The crystals may sink to the bottom, or may start crystalzing the honey.
However, your idea may make an excellent creamed maple honey.........
I'll try that out, and tell you how it works out...
"Real maple syrup, and this honey maple blend needs refridgeration after opening."
Doesn't refirgeration cause the honey to crystalize?
I have been producing maople syrup commercially for 30+ years now and will guarantee that maple syrup has to be refrigerated after opening or it will definitly mold once it is opened or transfered from its original hermetically sealed container.
From my expeience real Maple syrup (the only kind I buy for myself) molds once it is opened, whether you put it in the refrigerator or not. Since I much prefer hot pancakes to ice cold ones, mine stays in the cupboard. When it does mold I skim it off and keep using it.

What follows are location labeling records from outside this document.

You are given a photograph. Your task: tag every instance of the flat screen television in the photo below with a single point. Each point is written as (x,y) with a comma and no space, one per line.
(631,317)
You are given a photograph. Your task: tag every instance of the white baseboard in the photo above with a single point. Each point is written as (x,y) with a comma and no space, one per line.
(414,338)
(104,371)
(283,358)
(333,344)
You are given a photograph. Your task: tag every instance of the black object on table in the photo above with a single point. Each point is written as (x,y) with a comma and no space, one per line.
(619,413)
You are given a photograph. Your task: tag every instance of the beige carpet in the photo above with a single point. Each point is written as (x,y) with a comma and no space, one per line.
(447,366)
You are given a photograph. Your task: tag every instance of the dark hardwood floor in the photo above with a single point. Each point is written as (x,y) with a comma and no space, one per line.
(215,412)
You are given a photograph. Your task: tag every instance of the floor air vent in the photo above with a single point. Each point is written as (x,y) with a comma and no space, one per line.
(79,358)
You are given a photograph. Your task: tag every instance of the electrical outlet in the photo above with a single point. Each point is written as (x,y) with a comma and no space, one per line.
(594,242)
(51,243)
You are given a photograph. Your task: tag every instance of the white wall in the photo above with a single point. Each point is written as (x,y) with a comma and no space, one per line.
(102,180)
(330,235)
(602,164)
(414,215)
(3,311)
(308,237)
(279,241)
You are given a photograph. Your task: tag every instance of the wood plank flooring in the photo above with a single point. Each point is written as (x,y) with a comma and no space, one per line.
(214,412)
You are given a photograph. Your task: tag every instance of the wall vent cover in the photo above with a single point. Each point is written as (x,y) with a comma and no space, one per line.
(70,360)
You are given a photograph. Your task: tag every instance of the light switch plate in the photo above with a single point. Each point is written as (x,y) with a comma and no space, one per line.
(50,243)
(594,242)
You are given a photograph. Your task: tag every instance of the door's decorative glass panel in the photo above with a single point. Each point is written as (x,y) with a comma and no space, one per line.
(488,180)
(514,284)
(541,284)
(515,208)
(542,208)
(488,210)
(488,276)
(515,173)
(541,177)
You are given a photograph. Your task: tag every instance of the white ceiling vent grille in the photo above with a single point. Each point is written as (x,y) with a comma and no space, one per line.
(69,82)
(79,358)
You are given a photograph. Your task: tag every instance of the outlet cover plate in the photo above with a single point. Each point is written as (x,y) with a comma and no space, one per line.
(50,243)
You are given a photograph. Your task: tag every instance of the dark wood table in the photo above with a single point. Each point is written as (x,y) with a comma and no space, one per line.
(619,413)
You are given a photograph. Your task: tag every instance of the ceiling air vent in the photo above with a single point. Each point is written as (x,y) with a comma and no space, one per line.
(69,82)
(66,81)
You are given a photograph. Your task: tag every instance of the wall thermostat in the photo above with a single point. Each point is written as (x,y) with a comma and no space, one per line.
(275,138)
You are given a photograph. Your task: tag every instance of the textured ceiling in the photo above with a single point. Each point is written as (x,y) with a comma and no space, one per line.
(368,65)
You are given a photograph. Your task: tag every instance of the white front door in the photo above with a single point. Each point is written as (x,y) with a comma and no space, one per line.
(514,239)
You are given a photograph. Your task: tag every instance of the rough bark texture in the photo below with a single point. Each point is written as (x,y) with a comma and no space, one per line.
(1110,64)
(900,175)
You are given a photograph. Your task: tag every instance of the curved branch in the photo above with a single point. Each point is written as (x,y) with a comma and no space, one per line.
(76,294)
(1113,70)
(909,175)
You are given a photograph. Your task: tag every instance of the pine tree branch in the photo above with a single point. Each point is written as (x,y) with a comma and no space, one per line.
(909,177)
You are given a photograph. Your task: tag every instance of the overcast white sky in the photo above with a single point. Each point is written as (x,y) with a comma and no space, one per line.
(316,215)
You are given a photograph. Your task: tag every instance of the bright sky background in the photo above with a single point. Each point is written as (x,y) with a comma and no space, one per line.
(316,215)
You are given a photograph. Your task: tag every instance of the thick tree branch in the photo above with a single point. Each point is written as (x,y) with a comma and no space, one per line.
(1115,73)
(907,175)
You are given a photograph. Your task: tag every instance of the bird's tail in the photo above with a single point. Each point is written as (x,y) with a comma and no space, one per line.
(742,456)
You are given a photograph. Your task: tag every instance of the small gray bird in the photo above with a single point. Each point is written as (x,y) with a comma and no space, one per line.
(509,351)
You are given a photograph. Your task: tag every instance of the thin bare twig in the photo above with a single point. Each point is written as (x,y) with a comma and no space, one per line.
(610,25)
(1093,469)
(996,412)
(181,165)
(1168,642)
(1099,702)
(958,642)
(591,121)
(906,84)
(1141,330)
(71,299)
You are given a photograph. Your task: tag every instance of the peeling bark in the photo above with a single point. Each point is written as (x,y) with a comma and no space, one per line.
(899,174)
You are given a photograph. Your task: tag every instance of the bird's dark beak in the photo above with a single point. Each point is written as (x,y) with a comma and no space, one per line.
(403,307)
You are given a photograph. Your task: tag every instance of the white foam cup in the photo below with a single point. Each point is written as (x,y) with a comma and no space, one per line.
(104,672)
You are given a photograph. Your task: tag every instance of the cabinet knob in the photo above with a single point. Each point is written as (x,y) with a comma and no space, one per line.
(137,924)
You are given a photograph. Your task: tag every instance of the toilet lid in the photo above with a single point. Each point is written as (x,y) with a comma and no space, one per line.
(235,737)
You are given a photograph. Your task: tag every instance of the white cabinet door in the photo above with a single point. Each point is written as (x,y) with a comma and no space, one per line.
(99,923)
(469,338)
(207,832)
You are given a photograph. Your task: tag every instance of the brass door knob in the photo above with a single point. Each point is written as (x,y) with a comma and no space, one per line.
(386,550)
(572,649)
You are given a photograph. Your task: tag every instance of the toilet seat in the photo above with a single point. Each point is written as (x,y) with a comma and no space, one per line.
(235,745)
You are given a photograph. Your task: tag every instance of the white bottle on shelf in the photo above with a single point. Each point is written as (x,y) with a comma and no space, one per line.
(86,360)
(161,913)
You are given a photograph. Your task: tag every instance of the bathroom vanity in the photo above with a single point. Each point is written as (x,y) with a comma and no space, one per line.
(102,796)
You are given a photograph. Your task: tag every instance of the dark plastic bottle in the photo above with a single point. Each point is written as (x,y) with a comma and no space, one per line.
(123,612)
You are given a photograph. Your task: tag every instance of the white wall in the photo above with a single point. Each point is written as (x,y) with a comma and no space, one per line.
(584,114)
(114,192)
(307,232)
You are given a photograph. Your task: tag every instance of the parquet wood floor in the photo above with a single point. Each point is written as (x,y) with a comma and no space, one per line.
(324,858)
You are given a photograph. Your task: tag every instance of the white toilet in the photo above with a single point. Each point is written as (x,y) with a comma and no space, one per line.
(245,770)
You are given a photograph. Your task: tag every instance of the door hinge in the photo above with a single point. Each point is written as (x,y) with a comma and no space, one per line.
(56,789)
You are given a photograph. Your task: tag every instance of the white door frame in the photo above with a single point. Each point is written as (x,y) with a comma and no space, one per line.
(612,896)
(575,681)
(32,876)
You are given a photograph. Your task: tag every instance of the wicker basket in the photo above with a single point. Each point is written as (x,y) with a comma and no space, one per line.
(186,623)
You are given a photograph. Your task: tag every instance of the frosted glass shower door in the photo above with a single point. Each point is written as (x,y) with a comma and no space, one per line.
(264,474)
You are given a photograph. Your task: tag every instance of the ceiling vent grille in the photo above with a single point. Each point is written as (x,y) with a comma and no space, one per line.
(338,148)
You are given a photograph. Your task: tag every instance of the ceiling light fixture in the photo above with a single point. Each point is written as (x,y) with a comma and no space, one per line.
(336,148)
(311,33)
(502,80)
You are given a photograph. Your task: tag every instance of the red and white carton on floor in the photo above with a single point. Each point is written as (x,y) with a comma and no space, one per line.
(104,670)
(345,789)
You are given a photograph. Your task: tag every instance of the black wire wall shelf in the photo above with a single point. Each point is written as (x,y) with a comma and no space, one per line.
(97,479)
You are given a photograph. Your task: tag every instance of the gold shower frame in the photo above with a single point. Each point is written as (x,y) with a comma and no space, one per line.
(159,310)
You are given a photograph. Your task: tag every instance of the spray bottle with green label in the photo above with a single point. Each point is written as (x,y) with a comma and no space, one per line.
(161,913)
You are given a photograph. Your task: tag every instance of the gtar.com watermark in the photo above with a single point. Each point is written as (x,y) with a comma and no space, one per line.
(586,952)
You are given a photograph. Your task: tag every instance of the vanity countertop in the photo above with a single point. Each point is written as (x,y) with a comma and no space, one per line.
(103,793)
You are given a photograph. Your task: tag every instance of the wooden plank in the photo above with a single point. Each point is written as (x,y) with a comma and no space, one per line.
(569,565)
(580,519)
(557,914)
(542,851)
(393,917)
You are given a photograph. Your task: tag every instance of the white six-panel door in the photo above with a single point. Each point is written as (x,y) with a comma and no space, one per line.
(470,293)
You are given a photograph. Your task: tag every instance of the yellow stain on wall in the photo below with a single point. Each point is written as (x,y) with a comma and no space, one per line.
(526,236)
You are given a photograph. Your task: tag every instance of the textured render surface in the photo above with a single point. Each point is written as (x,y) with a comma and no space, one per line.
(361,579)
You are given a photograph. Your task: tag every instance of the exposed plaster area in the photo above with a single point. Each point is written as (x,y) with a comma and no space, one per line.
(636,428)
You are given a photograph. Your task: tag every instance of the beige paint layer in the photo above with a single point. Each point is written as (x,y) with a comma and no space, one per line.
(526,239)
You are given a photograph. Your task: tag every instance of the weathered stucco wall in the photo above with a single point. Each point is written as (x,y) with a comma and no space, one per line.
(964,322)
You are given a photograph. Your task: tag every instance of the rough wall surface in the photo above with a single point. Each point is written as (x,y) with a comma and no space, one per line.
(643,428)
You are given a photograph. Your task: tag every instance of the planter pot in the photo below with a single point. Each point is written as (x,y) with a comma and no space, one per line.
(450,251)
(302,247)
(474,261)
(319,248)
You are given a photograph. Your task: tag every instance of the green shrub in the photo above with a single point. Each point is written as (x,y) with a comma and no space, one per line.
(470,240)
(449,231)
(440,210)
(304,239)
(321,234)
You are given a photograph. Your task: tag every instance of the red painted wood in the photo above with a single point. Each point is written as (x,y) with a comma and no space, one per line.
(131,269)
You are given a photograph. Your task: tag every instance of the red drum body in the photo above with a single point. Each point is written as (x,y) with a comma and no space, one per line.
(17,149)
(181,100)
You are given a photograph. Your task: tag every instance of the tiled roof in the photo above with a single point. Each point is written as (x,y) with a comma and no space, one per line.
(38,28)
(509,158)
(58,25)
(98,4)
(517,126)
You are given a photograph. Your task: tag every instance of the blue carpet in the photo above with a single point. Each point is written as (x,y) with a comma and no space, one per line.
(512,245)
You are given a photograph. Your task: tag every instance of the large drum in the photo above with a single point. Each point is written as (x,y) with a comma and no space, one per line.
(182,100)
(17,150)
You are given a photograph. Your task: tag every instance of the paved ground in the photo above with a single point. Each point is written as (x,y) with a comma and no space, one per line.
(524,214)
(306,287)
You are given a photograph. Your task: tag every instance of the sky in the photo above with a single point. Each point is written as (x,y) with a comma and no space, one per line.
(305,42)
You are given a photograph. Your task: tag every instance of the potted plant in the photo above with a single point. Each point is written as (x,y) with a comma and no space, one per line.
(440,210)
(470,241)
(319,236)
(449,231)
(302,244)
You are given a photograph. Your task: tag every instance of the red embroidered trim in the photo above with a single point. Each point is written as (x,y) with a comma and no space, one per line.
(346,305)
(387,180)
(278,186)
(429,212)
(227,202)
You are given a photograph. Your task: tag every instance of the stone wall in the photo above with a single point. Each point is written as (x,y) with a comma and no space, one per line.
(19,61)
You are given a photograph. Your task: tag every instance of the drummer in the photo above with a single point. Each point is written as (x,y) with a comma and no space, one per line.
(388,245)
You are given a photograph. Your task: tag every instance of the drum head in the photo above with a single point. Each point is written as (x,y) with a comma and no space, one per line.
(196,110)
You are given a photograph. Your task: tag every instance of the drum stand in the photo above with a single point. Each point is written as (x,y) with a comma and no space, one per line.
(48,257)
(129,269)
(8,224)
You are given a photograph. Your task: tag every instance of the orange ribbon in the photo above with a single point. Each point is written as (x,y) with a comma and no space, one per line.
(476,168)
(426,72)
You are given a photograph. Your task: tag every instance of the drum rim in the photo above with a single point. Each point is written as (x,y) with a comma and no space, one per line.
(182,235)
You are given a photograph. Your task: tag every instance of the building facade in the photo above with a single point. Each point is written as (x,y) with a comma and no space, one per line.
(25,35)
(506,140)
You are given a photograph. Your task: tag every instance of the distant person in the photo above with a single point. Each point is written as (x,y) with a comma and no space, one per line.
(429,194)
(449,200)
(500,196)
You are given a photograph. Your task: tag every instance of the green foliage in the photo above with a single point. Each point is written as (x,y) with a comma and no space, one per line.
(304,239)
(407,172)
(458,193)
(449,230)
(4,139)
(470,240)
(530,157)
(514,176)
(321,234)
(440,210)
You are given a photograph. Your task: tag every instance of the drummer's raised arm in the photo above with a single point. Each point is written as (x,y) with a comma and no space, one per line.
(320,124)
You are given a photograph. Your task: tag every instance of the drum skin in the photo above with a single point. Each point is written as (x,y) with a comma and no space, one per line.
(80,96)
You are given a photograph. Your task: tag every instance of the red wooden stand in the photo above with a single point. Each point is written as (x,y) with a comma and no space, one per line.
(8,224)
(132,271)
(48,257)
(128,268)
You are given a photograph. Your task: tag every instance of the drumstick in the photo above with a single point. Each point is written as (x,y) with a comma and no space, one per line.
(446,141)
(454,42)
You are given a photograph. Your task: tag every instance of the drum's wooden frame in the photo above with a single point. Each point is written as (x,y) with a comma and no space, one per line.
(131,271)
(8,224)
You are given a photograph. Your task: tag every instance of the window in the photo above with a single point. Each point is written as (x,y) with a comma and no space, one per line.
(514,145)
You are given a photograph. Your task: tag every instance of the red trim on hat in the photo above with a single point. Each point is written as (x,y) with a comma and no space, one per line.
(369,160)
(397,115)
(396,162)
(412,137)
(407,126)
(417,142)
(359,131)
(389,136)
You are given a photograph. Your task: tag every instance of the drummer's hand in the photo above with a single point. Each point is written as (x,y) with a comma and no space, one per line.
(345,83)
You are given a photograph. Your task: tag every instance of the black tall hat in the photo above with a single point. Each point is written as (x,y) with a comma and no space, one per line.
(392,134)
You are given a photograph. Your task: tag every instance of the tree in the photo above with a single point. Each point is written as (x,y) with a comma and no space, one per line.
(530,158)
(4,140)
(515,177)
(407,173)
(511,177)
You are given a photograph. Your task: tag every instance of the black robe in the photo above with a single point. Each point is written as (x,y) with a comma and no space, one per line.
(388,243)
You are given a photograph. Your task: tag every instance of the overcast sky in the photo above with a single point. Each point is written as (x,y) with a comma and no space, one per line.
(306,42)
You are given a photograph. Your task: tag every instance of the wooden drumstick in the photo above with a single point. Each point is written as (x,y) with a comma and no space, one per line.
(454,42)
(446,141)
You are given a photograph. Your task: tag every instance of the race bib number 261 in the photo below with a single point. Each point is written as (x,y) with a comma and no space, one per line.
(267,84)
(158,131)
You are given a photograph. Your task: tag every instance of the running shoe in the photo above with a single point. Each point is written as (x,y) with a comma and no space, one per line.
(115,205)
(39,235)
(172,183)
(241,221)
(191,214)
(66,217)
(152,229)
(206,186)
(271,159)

I would guess if you mixed it with honey, the honey would have enough anti microbial properties to keep the mold out, but I haven't ever tried it. When I want them mixed, which I sometimes do, I just put some of each on the pancakes.
Why not make a small batch of it mixed and set it on the shelf and see if it molds?
Sungold, Mike B :
Maple syrup is fine moldy, if you skim it off.......( like cheese is.)
Blending honey in with maple syrup does tend to make it anti fungal, so mold isn't an imediate issue. Yes, refridgerating honey causes crystalization, but the honey I use for flavored honeys, I'll heat so the jars vaccum seal. I dont boil it mind you, just heat it to a certain temp. This helps retard crystalization, and yes I know heating honey
is taboo.....but the natural subtle flavors are overwhelmed by the Maple anyway.
If crystalization still happens, I place the whole jar in a warm water bath and re-lable.